5. robot for space multidomain uniform modeling according to claim 1 and analogue system, it is characterized in that: described robot for space mechanism module (4) adopts multidomain uniform modeling language Modelica to write multiple rigid body attributes of Space Robot System and target satellite, and constraint between rigid body realizes; The attribute of each rigid body comprises quality, inertia, centroid position, coordinate system a and coordinate system b, the mass property parameter that wherein quality, inertia, centroid position are rigid body, and coordinate system a, coordinate system b are for defining the annexation of this rigid body and corresponding constraint; Constraint between rigid body is for describing the relative motion relation being connected between rigid body, first connecting rod of robot for space pedestal and mechanical arm, and be rotary joint between the each connecting rod of mechanical arm, and between target satellite and inertial coodinate system, be the freely-movable of 6DOF, realize by the FreeMotion in many bodies of Modelica storehouse.

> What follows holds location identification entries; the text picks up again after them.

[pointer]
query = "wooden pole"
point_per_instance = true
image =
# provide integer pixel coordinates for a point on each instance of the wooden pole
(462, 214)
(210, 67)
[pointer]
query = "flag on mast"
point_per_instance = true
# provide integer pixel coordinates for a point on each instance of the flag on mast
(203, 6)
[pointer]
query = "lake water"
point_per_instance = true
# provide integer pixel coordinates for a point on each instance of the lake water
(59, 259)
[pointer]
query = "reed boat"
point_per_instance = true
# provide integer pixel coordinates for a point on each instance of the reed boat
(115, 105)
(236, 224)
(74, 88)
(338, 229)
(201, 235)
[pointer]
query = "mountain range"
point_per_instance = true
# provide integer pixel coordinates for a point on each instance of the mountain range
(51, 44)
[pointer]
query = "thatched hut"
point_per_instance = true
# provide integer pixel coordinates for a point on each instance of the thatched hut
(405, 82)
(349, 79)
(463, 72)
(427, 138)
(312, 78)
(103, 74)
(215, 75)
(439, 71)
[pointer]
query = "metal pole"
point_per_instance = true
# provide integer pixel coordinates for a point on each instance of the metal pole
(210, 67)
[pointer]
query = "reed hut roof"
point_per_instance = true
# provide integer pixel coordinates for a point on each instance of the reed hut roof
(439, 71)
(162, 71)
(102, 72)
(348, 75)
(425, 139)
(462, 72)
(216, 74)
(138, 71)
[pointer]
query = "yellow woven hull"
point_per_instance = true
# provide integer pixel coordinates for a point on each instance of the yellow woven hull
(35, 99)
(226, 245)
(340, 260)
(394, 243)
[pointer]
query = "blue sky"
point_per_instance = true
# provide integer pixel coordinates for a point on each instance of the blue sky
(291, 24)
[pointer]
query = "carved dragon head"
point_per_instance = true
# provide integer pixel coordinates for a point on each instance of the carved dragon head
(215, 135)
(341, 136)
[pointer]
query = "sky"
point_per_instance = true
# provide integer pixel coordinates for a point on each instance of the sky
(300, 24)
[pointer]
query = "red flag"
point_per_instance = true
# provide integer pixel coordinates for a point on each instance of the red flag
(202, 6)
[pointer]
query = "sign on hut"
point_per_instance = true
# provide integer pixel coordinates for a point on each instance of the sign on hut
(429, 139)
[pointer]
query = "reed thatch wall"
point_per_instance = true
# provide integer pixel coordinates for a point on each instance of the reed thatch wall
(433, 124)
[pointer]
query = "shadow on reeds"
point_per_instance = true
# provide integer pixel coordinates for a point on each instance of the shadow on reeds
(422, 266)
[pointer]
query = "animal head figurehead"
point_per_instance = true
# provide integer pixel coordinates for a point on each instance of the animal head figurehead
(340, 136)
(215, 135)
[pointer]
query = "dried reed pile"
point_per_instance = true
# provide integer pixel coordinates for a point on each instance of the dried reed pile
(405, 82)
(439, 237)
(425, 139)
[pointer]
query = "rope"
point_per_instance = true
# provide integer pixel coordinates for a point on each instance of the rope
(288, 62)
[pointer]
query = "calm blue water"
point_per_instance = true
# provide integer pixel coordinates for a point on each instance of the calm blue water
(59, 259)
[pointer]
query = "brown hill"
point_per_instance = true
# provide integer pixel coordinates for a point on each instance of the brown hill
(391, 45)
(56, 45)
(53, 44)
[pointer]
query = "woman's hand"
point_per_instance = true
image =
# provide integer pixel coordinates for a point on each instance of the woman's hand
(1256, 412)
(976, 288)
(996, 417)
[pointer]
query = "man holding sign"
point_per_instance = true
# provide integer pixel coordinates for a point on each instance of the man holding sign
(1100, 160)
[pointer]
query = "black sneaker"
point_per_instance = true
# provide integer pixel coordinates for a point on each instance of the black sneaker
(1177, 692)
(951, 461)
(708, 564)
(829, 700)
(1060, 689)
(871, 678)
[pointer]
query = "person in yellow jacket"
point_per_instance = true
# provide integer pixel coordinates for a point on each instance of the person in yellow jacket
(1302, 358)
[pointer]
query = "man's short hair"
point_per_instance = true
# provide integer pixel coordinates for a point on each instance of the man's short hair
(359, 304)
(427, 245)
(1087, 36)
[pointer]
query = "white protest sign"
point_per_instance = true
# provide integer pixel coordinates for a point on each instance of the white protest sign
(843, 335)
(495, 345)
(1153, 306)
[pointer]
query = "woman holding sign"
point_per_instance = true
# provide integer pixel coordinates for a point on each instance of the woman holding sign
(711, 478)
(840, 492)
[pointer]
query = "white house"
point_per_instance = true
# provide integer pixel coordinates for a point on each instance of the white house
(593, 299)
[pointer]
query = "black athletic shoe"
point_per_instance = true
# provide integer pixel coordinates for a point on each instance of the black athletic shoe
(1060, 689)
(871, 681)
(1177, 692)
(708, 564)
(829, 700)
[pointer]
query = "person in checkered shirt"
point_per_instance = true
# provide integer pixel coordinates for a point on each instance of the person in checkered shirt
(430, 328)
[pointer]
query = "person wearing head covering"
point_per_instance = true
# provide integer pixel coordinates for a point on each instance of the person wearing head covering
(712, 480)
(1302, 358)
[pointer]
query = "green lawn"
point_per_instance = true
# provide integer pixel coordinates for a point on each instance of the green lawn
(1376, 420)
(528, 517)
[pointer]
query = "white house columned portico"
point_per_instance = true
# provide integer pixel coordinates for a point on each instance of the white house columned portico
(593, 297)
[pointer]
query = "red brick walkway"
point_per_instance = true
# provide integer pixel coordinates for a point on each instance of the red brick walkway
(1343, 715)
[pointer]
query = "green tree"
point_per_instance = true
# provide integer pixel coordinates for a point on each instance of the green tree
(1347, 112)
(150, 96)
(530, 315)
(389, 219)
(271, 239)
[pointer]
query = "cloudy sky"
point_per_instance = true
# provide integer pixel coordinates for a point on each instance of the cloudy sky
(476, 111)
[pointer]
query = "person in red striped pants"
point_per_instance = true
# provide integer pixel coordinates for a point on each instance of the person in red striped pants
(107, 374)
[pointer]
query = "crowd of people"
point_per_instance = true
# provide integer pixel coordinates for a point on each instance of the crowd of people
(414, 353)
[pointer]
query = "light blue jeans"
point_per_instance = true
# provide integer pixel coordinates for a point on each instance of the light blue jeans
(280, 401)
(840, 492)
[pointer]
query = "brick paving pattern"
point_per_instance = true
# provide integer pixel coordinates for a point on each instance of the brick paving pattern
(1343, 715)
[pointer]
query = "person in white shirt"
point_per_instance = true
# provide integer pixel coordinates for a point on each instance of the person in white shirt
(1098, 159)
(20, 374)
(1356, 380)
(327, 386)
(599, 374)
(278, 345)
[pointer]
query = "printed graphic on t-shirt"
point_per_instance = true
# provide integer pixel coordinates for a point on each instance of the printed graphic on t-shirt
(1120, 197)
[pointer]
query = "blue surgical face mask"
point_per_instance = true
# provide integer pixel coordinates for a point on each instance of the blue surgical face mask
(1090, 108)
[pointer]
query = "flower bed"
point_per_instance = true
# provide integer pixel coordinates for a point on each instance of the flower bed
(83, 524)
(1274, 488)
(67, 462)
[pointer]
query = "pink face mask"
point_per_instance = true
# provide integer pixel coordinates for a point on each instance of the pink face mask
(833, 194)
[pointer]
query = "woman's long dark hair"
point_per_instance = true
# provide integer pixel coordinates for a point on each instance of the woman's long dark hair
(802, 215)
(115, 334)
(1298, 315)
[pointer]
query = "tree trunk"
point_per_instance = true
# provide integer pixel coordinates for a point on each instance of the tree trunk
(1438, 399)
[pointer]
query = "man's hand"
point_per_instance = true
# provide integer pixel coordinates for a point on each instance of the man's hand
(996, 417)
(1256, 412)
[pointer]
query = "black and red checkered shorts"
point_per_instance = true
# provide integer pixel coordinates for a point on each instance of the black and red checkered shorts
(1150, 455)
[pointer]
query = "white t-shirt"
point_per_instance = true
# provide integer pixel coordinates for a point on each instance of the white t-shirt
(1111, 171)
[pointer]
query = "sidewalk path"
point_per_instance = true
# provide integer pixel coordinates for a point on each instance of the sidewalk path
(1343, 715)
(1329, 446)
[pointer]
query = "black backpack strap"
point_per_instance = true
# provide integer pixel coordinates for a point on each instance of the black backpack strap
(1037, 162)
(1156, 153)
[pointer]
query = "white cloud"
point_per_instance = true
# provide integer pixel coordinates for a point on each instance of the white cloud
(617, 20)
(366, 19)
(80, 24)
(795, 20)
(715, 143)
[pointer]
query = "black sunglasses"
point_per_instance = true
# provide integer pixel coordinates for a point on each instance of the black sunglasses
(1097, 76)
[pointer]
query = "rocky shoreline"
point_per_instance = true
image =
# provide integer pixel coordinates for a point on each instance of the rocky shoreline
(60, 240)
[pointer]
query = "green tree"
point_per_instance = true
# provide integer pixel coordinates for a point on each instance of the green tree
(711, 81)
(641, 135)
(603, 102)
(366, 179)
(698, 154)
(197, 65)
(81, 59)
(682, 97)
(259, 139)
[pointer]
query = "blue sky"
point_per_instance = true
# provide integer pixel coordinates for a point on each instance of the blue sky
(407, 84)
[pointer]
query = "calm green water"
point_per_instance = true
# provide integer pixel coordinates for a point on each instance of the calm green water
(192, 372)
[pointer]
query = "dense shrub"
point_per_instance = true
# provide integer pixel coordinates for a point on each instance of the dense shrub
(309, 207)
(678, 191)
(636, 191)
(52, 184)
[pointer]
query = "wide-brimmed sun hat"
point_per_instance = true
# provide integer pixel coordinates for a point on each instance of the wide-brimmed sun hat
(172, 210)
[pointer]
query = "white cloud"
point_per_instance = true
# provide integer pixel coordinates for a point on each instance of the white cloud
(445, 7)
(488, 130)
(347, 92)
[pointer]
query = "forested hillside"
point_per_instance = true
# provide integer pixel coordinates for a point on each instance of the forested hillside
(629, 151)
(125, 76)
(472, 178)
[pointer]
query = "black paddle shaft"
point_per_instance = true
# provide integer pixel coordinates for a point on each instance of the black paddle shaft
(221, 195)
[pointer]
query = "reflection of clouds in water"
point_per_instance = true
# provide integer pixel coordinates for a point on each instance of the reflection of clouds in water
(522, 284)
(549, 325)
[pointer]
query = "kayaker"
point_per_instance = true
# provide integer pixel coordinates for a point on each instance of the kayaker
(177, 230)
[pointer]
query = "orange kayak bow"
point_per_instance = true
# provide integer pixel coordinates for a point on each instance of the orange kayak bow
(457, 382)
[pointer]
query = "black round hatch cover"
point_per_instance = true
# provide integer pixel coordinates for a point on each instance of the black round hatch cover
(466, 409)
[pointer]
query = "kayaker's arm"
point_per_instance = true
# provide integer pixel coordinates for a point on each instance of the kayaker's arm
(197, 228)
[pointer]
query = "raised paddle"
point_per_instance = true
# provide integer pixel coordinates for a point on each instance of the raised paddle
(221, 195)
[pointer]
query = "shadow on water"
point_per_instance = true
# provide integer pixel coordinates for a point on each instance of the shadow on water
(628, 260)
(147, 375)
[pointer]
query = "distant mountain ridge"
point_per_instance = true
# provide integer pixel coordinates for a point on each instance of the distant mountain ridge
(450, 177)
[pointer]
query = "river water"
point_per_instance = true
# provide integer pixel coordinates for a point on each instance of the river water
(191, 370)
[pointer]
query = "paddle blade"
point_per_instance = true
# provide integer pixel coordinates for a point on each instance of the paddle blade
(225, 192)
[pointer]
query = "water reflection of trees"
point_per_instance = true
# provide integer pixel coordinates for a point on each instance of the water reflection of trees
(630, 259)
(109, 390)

6. robot for space multidomain uniform modeling according to claim 1 and analogue system, it is characterized in that: described world coordinate system and centerbody gravitational field (5) adopt multidomain uniform modeling language Modelica to write, set up the relation of world coordinate system and system ontology system, and the Microgravity of the earth.

7. robot for space multidomain uniform modeling according to claim 1 and analogue system, it is characterized in that: the relative motion sensor RelativeSensor in many bodies sensor storehouse MultiBody.Sensors of described robot for space pedestal sensor module (7) employing multidomain uniform modeling language Modelica, by output item is set, be superimposed with again the measurement noise of corresponding attitude sensor, as the measurement data of pedestal sensor.

8. robot for space multidomain uniform modeling according to claim 1 and analogue system, it is characterized in that: described robot for space pedestal rail control module (9) adopts multidomain uniform modeling language Modelica to realize corresponding attitude, track control algolithm, produce control instruction---the control voltage of four flywheels of executing agency, and the thrust pulse of propulsion die, pedestal is carried out to the control of 6DOF, control pedestal attitude, track by the orbiting motion of expecting.